A. C. Warnick, R. H. Grummer and L. E. Casida

University of Wisconsin

Abstract

Data are presented on 63 females that had been bred at a to 4 different heat periods without conceiving. Repeat breeding was due to a failure of fertilization in 53.4 percent of the gilts and 32.6 percent of the sows. Accountable failure of fertilization due to bilateral tubal abnormalities, bilateral missing segments, or bilateral cystic follicles comprised 50.0 percent of the gilts and 15.8 percent of the sows. Unaccountable failure of fertilization (no gross barriers present) made up 3.4 percent of the gilts and 16.8 percent of the sows.

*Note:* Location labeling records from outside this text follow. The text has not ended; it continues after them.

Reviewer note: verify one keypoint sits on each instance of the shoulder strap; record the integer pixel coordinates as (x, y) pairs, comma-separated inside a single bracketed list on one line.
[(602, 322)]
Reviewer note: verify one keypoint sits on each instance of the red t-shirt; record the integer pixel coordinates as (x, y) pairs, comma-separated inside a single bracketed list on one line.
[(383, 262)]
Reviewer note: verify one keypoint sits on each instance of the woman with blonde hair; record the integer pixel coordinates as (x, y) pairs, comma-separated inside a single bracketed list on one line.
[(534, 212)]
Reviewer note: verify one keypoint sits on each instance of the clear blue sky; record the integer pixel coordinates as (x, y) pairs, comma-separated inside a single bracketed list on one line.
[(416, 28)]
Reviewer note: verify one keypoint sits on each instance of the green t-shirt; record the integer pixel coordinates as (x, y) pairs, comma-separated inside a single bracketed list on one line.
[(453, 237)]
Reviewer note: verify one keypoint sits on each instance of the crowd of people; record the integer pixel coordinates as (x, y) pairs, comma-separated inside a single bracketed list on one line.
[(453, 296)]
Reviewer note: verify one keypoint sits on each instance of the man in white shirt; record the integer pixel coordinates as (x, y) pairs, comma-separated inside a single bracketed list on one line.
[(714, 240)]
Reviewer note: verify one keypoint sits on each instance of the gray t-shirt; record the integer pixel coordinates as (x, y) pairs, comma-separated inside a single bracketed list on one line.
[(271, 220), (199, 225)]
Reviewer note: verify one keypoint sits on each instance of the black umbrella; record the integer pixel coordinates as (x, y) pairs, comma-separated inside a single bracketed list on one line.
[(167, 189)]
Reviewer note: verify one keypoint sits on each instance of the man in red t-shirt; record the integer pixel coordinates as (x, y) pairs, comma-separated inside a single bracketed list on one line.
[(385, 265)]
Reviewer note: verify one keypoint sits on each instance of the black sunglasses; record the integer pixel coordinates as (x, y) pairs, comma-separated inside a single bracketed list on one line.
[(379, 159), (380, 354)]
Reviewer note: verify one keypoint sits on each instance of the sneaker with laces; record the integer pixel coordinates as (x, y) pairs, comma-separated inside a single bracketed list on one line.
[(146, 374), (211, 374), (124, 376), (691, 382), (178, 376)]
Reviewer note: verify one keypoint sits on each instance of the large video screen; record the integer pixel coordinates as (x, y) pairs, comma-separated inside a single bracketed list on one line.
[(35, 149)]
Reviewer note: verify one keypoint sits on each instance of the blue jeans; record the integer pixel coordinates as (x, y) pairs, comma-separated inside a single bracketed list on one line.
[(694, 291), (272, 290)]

Embryonic death was responsible for repeat breeding in 23.9 percent of the gilts and 67.4 percent of the sows. Thus, the major cause of repeat breeding in gilts appeared to be a failure of fertilization due to genital abnormalities, while in sows it was primarily because of embryonic death. Animals with normal embryos 25 days after one additional breeding included 22.7 percent of the gilts and none of the sows.


Footnotes

1 Published with the approval of the Director of the Wisconsin Agricultural Experiment Station. From the Departments of Animal Husbandry and Genetics, Paper No. 397 from the Department of Genetics.